Dobbs, a Weinberg sophomore, said PHEs already discuss how to drink responsibly at the mandatory Responsibilities sessions, and also hold firesides and provide information in handouts at Searle Student Health Service. She said PHEs will answer any questions students ask without rendering judgment.
“We’re one of the most under-utilized groups on campus,” PHE Omayr Niazi said.
Allison Hall Sen. Alex Seeskin wrote the bill after a neighbor of his arrived at the dorm drunk with a bleeding head wound. Seeskin said he and his friends didn’t know the serious danger of having a head injury with alcohol in the system, and decided not to take their friend to Searle.
Later that night Seeskin, a Weinberg freshman, decided that he didn’t want to risk it and called Searle. His friend didn’t have a concussion but received 14 stitches.
The bill calls for a handout with more detailed information than the one offered at Responsibilities 101.
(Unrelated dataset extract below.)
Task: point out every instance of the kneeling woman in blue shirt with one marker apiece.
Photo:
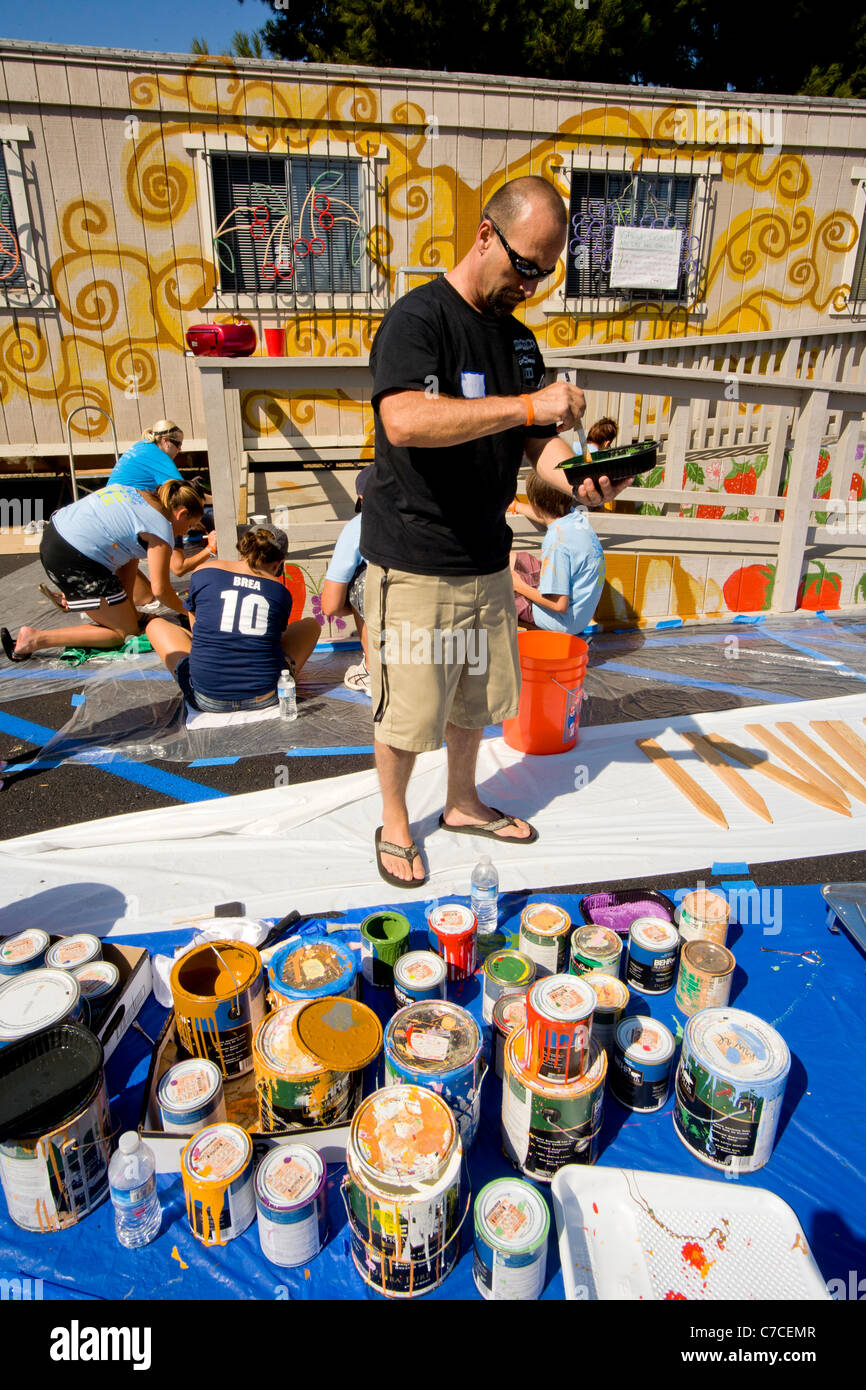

The current handout, published in 1997, offers tips on how to drink responsibly, such as eating foods that slow down alcohol absorption and avoiding drinks that speed alcohol into the bloodstream. The rest of the information mostly describes the negative consequences of drinking.
Seeskin used Duke University as a model for his legislation. Duke, which doesn’t have any mandatory meetings similar to the Responsibilities sessions, offers two full-time classes for credit on substance use.
“(Substance abuse) specialists are not dealing with the idea that students want to get drunk fast,” said Jeanine Atkinson, the substance abuse specialist at Duke for the last nine years.
Atkinson said that while information similar to that offered in the current Responsibilities handout might work for some, others would use it to get drunk quicker. Information needs to target those students as well.
Atkinson said she uses a harm reduction philosophy in alcohol awareness programs that covers some topics avoided by others. She offers several programs, one of which teaches students how to relieve hangovers.
Niazi said he talked with Seeskin and would work with him to provide more information, but said expanding the coverage of alcohol abuse in the sessions would be impossible and producing a new handout would be difficult.
“Giving out a handout is not going to do much,” said Niazi, a Weinberg sophomore. “In an alcohol emergency the last thing they’re going to do is read through that handout.”
Seeskin said that when his friend was in a very dangerous situation, he would have looked to a pamphlet.
“I don’t know how many students are going to ask,” Seeskin said.